O motorista está como peixe na água. “A minha mulher diz que para me verem feliz basta darem-me um volante para a mão e alcatrão debaixo dos pés”, ri-se.
Há 25 anos que faz esta rota de recolha, no bairro de Alvalade. Nota diferenças: “Antes, éramos os ‘gajos do lixo’. Hoje em dia somos mais respeitados, as pessoas já nos conhecem, a mim já me trata por Sr. Gomes. É uma diferença jeitosa”. Alvalade é, nas palavras de Manuel Gomes, “um bairro muito sossegado. Os únicos problemas são as pessoas não fecharem bem os sacos do lixo e, por vezes, os caixotes estão muito cheios e o lixo espalha-se todo pelo chão. Em certas ocasiões, há por aí rapazitos mais novos que passam pelo camião e tapam o nariz. Se mandam alguma boca digo-lhes logo: ‘Este lixo é daqui, veio da sua casa, não veio da minha’”, afiança o motorista que se orgulha do trabalho dos colegas cantoneiros. “Sem eles a cidade era só porcaria. E não tenho dúvidas que são mal pagos. Ganham mil euros mas sai-lhes do corpo. Não é nada fácil andar aqui, noite após noite, um mês inteiro, a esvaziar contentores. São sete ou oito toneladas de lixo todos os dias. E às segundas-feiras é pior, chegam a ser 12 a 15 toneladas de lixo que lhes passam pelos braços. Além de que o trabalho noturno desgasta muito uma pessoa”.

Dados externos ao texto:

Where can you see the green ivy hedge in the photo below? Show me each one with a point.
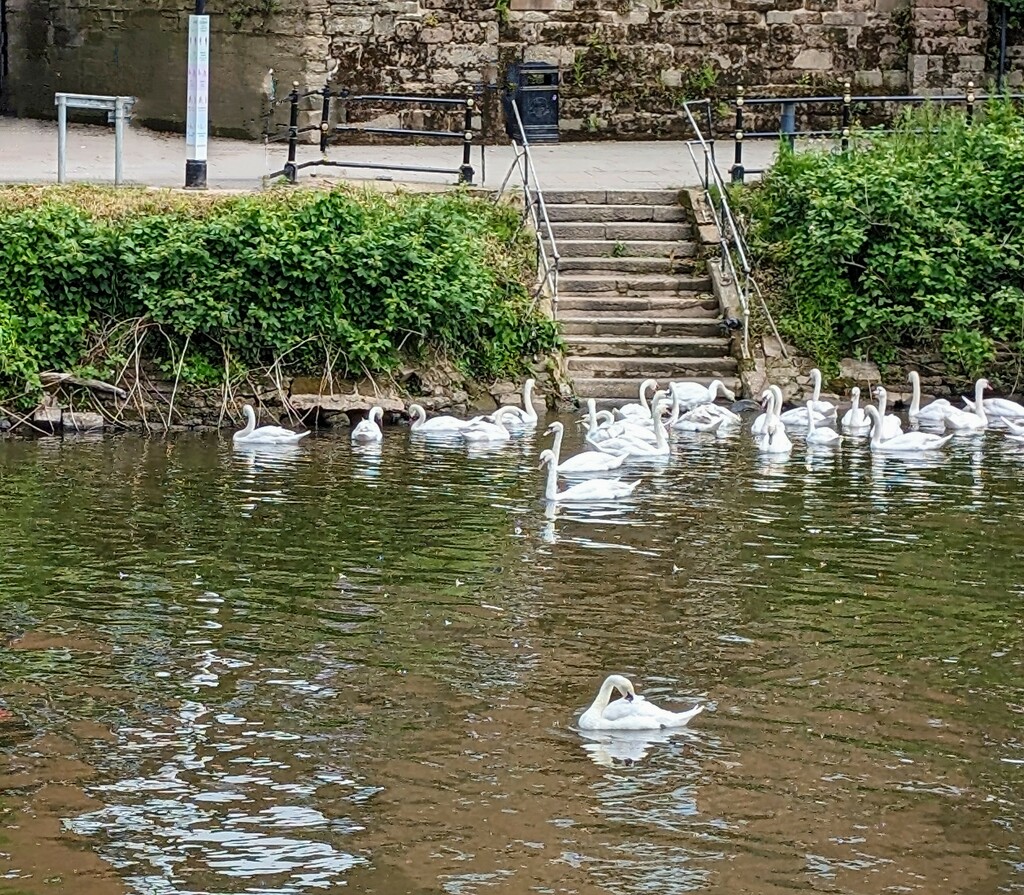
(297, 279)
(911, 241)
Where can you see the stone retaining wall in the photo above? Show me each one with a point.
(626, 65)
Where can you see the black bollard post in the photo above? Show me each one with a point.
(737, 164)
(466, 169)
(325, 118)
(291, 172)
(847, 105)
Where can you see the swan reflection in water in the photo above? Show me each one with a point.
(259, 464)
(367, 460)
(615, 749)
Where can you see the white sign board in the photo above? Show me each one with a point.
(198, 104)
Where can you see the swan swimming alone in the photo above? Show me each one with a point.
(973, 420)
(641, 410)
(934, 413)
(890, 425)
(826, 409)
(630, 713)
(595, 489)
(264, 434)
(905, 442)
(438, 426)
(589, 461)
(855, 420)
(820, 437)
(518, 418)
(368, 431)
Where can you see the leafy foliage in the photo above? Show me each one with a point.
(286, 278)
(912, 240)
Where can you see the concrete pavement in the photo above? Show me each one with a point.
(29, 154)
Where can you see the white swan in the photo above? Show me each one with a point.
(934, 413)
(699, 420)
(589, 461)
(797, 418)
(629, 444)
(641, 410)
(518, 418)
(820, 436)
(905, 442)
(368, 431)
(630, 713)
(595, 489)
(768, 399)
(855, 420)
(450, 426)
(487, 430)
(999, 407)
(826, 409)
(974, 420)
(774, 439)
(264, 434)
(891, 426)
(693, 393)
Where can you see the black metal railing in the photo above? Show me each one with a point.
(535, 210)
(734, 257)
(339, 101)
(844, 110)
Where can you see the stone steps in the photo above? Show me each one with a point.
(652, 368)
(629, 309)
(693, 304)
(616, 213)
(626, 231)
(605, 248)
(639, 326)
(635, 284)
(709, 343)
(609, 391)
(623, 265)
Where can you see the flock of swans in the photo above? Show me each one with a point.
(637, 432)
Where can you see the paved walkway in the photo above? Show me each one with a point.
(29, 154)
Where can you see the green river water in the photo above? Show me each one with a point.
(236, 672)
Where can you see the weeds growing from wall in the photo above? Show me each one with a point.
(911, 241)
(298, 281)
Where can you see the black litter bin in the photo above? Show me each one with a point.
(534, 89)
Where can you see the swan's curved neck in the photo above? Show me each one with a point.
(557, 444)
(643, 393)
(914, 395)
(979, 399)
(250, 421)
(674, 414)
(551, 488)
(876, 429)
(527, 399)
(659, 432)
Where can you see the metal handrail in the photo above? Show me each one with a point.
(537, 209)
(735, 257)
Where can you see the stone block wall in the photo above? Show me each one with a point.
(626, 65)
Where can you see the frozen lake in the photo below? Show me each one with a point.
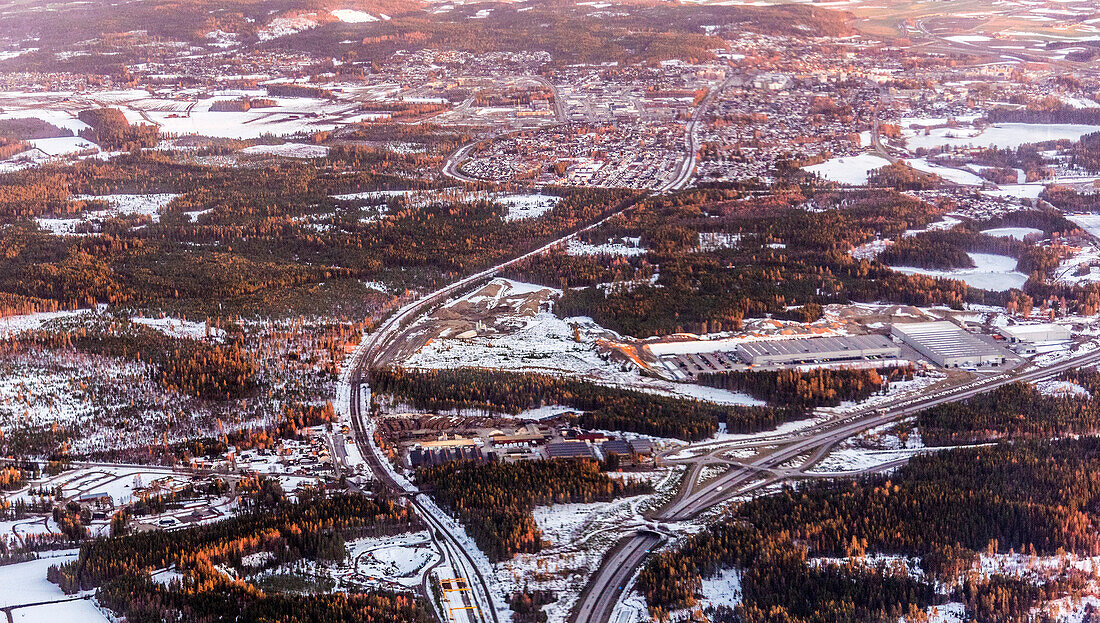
(992, 272)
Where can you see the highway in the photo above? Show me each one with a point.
(373, 352)
(601, 597)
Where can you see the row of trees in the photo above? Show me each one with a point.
(1015, 411)
(602, 406)
(288, 531)
(495, 500)
(206, 370)
(807, 389)
(944, 507)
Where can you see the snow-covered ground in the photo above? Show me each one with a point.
(579, 535)
(724, 589)
(626, 248)
(353, 17)
(992, 272)
(13, 325)
(1060, 389)
(288, 150)
(848, 170)
(956, 175)
(1016, 190)
(1016, 232)
(25, 583)
(542, 342)
(73, 611)
(857, 459)
(180, 327)
(1010, 135)
(119, 205)
(527, 206)
(402, 558)
(1088, 222)
(63, 145)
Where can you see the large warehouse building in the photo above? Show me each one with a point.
(947, 345)
(817, 350)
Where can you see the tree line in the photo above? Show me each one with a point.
(807, 389)
(601, 406)
(944, 507)
(494, 501)
(1015, 411)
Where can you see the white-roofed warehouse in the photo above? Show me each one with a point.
(947, 345)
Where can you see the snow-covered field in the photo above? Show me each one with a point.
(848, 170)
(25, 583)
(542, 342)
(1088, 222)
(857, 459)
(625, 248)
(288, 150)
(180, 328)
(956, 175)
(527, 206)
(1016, 232)
(992, 272)
(118, 205)
(402, 558)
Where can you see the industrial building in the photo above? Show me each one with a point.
(817, 350)
(947, 345)
(1025, 338)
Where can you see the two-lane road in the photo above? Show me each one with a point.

Caricata foi a ocasião em que um munícipe pediu para pararem o camião porque tinha atirado, por acidente, a carteira para o lixo. “Ele só dizia que tinha lá dinheiro, documentos, as chaves. Pediu-se ordem, mudaram-me o camião. Levaram o camião original, pediram uma autorização para abrir o camião e, lá a um canto, a pessoa lá procurou pela carteira”.
Pelas quatro da manhã termina a recolha. A cidade acordará sem despojos do dia anterior.